Чек за жизнь | страница 17
Мужчина, сидевший все это время в кабинке, спокойно прошел мимо открытого окна, и открыл, заблокированную шваброй, дверь и вышел. Еще один искренне убежденный, что нас непременно спасут, ну или трус. Или еще один глупец такой же, как и я. Не колеблясь между выбором и не поддавшись животному инстинкту, я тоже вышел из уборной. Ожидавшие очереди, ворвались в уборную и, увидев, что никого нет, побежали к окну. Что с ними стало? Их расстреляли, и я это слышал. К счастью, не видел, и еще к большему счастью не оказался среди них. Я был прав, на счет того, что массовые побеги невозможны. Их расстреляли прямо из окна.
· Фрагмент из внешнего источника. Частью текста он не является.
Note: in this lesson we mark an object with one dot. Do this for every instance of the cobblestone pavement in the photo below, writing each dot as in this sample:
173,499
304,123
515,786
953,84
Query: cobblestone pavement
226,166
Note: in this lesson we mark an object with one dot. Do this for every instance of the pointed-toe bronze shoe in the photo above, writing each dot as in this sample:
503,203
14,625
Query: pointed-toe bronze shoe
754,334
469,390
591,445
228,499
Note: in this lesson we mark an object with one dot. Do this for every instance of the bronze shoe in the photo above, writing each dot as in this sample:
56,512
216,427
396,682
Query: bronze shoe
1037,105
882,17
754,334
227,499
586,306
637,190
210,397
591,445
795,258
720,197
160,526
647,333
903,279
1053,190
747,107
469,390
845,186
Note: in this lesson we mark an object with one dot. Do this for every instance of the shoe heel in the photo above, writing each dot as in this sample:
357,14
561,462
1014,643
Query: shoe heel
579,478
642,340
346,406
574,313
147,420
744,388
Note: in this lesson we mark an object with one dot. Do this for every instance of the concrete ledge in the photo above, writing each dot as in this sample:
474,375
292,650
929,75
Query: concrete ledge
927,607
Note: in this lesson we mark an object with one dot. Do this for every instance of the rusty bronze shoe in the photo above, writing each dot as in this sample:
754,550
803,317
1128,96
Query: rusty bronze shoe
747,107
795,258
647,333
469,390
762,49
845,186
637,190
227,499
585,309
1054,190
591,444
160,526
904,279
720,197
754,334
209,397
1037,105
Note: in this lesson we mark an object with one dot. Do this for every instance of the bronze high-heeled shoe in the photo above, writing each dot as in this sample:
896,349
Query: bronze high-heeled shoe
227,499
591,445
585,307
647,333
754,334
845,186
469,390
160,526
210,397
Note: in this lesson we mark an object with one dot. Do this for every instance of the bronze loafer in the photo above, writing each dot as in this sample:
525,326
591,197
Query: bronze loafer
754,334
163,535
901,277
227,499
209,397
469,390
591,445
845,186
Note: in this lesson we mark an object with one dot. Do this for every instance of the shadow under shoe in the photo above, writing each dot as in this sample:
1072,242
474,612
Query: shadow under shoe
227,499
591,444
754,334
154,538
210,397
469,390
А что сталось с моим «дружком» я не знаю. Одно я теперь знаю точно, чтобы выживать — нужно быть полным подонком. И я его нисколько не осуждаю.
Я вернулся обратно в актовый зал. О массовом побеге тут же узнали все. Проходя мимо одних из тех парней, я услышал одну очень интересный диалог:
— Мы потерпели убытки, — сказал один.
— Мелочи, — ответил второй.
— Если мы перебьем тут всех…
— Мелочи, — вновь оборвал второй.
— Надо доложить Шакалу.
— Надо.
То, что мы были, своего рода, товаром, для меня не было секретом. Нас оценили в миллион долларов, тогда как человеческие жизни, казалось бы, бесценны… А мы, были всего лишь, «мелочь».
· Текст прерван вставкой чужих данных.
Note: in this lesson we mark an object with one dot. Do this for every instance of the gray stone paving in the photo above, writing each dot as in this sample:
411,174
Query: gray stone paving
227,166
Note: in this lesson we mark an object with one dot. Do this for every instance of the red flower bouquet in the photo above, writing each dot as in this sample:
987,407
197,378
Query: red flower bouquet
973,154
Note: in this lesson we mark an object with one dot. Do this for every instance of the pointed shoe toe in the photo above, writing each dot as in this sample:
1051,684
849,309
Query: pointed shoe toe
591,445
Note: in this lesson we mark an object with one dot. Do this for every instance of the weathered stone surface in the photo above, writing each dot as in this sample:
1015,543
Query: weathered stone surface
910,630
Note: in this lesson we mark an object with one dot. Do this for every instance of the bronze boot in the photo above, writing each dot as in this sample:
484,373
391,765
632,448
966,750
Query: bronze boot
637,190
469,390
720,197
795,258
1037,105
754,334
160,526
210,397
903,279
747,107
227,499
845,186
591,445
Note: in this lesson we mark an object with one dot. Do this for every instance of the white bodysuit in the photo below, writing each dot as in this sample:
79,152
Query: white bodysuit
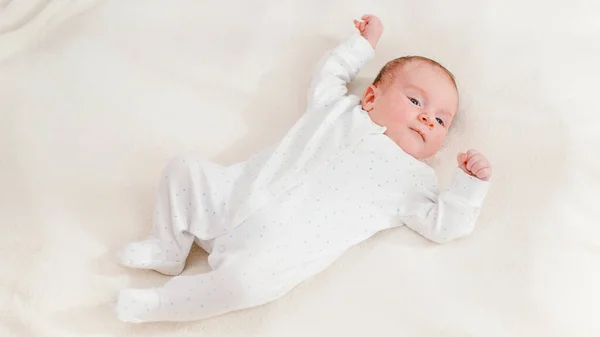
290,211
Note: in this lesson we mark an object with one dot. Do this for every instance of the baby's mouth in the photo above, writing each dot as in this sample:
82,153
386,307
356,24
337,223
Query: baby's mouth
419,132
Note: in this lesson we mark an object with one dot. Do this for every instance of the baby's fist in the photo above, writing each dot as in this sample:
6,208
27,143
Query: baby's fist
475,164
370,28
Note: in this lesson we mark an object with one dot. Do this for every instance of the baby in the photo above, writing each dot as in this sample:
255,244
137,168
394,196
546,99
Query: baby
348,169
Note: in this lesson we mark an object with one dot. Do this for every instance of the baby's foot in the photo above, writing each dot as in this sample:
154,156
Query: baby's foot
137,305
148,254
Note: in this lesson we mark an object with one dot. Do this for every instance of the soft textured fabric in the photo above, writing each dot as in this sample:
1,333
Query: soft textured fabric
92,109
332,182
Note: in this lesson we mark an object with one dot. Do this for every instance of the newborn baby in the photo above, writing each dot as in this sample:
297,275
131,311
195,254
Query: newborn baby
348,169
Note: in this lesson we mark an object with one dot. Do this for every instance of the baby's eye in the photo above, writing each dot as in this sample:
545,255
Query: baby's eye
415,101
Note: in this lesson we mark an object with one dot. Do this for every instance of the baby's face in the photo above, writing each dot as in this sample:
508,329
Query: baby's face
417,108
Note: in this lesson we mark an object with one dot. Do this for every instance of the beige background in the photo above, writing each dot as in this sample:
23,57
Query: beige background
96,96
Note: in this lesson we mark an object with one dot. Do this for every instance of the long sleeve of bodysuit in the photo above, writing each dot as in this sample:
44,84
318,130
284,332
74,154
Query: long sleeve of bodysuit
446,216
337,69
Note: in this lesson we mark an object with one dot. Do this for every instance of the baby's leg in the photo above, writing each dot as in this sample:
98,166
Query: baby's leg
187,298
190,202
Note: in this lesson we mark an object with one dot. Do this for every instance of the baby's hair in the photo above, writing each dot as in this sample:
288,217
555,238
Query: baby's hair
387,74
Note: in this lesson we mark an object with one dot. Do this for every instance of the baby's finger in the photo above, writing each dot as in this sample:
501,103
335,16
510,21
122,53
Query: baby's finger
473,160
484,174
471,153
480,164
461,158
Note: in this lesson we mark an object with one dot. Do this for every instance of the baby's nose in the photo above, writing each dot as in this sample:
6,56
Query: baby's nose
426,121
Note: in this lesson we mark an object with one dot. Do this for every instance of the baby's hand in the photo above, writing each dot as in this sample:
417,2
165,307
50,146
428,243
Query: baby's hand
475,164
370,28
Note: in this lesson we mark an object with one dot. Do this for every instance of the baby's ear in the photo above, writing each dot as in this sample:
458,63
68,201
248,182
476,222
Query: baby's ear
369,98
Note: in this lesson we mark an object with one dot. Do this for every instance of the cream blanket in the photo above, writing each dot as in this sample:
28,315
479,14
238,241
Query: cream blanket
96,96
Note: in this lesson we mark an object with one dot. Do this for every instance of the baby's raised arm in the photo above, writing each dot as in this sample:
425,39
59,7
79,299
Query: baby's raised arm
341,66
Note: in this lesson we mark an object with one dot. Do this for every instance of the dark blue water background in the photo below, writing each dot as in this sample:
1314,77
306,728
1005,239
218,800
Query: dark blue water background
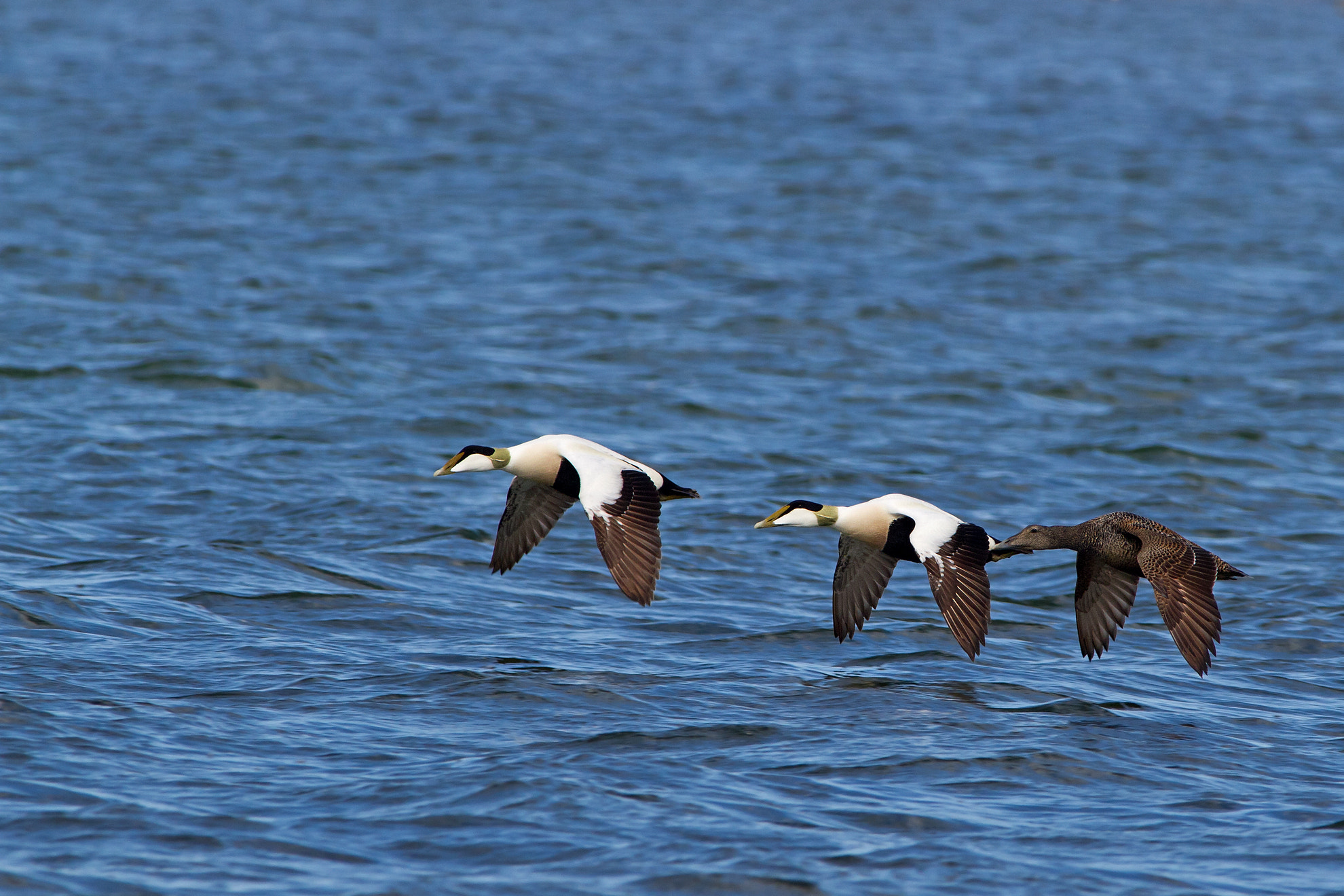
265,263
После этого неприятного для главаря известия, нас всех загнали в зал, запретив добровольное хождение. Разрешалось выходить только по нужде и только в сопровождении. Итак, о плане побега можно было теперь забыть. И мы сидели в ожидании того счастливого исхода, в который так свято верил каждый из нас. Но шел уже второй час и ничего не происходило. Мы ждали очередного «визита» посредника. На сей раз с существенными новостями.
Приказ есть приказ
Напряженная атмосфера начала накаляться. Как донесли до нашего сведения, все это время ожидали мэра города. Только после этого наши нерешительные спецслужбы начали что-то предпринимать. Мы думали, что за нас быстренько заплатят выкуп, и мы все с торжествующими лицами героев разойдемся по домам, оказав для начала услугу журналистам, раздувая все в два-три раза.
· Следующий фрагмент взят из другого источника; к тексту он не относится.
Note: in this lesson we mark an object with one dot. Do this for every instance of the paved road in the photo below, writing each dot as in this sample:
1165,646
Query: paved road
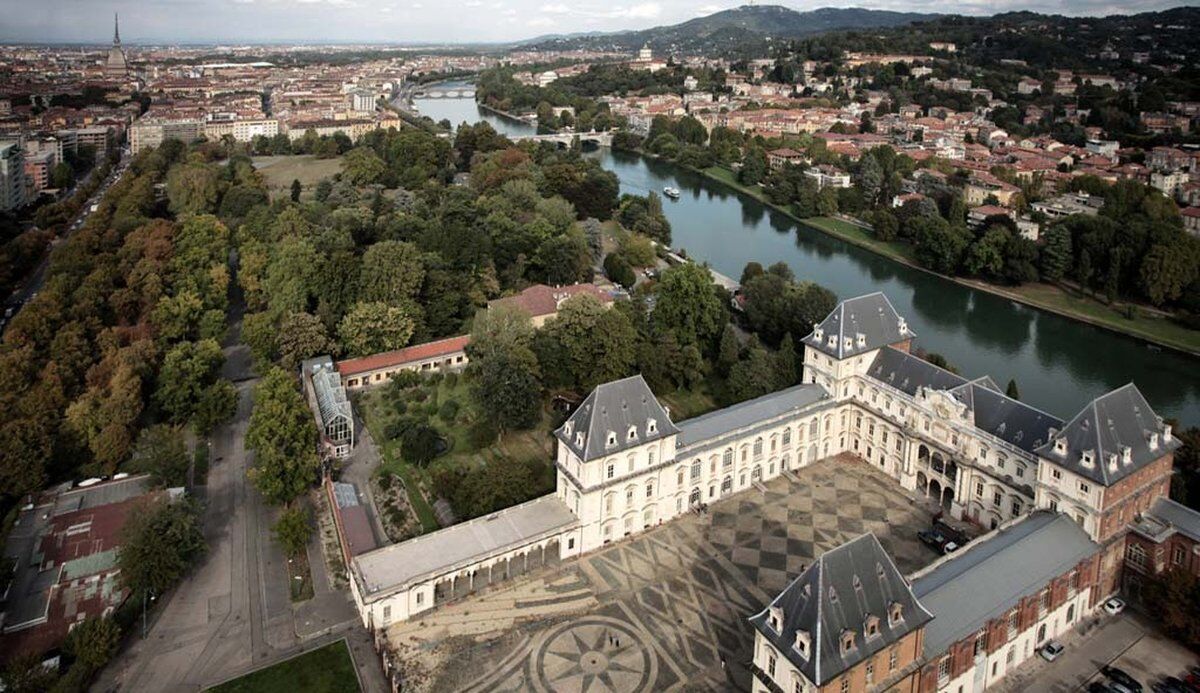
233,613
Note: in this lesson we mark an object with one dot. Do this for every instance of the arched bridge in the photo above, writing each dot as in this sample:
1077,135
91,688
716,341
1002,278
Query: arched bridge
567,138
444,94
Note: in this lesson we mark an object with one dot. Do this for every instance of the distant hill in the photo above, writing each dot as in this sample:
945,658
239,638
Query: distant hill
729,28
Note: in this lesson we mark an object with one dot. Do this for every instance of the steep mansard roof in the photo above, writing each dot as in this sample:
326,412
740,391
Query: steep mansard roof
834,598
616,416
1113,437
859,325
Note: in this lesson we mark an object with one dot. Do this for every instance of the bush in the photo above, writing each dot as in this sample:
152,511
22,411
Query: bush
483,433
419,444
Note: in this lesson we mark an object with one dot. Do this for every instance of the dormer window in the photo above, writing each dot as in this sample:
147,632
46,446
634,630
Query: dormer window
847,640
803,644
871,626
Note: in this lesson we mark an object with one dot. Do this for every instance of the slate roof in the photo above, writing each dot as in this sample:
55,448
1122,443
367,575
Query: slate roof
859,325
747,414
616,408
1167,517
1009,420
993,574
909,373
1108,427
835,595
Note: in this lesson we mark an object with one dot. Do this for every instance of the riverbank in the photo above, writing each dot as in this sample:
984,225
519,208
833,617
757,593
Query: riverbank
1145,325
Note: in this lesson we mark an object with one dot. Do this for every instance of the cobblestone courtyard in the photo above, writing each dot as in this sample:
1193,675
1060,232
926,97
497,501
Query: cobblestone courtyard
666,609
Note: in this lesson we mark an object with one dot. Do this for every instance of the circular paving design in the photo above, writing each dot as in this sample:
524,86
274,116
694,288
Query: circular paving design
594,655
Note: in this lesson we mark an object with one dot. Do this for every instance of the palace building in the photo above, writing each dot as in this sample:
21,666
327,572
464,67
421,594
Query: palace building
1057,499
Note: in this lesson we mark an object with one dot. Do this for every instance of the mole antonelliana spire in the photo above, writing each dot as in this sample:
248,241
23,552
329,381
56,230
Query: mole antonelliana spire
117,66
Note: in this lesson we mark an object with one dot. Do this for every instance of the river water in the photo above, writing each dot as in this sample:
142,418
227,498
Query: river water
1059,365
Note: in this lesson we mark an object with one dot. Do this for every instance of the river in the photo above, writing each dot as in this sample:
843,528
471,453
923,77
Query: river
1060,365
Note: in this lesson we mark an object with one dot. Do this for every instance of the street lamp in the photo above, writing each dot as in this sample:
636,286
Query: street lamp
144,614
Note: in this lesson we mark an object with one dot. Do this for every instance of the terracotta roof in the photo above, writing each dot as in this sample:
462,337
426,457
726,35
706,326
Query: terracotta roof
401,356
541,300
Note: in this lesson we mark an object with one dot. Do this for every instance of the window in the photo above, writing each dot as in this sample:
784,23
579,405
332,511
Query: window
1137,556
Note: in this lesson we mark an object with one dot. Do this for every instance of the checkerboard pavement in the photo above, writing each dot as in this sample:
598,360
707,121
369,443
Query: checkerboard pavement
678,595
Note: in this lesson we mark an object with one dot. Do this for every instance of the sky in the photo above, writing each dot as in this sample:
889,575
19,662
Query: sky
425,20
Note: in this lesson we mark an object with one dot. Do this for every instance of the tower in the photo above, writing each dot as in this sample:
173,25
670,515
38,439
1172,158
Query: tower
117,67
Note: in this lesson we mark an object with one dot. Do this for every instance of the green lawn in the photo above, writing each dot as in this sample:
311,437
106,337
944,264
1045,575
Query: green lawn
330,668
520,445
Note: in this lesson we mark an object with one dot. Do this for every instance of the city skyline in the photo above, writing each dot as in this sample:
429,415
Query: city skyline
420,22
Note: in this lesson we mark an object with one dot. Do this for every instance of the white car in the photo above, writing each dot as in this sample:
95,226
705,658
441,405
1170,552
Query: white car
1051,650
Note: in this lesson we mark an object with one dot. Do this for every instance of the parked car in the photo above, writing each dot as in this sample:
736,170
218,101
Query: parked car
1051,650
1122,678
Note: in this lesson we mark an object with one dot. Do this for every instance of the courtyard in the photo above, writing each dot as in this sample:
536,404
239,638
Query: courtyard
666,609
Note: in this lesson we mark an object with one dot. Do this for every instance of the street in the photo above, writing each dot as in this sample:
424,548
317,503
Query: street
233,612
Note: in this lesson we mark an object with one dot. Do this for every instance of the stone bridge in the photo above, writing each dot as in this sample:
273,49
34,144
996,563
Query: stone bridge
567,138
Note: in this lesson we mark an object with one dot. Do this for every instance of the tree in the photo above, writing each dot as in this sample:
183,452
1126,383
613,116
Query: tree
160,452
159,544
187,371
283,438
361,166
690,305
94,642
193,188
371,327
63,175
293,529
1056,253
754,167
504,372
301,336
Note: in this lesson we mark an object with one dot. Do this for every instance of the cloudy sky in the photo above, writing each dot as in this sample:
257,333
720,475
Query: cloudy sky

Прошло еще двадцать минут. Условия в зале становились тяжкими. Становилась невыносимо душно, запасы воды иссякали. Еды, кроме снеков, захваченных с собой, ни у кого не было. С нами обращались как с провинившимися детьми. Нас обсчитали за попытки к побегу; и в том, что мы теперь не можем выйти из зала, чтобы подышать свежим воздухом, виноваты мы сами. Мы уже начинали сердиться на покойных беглецов, что, из-за них теперь невыносимо приходится нам. Я сидел молча, на чьем-то месте где-то в первых рядах. Мне не хотелось ни воды, ни еды, ничего. Просто уйти. Господи, как я хотел плюнуть на всех и на все и уйти.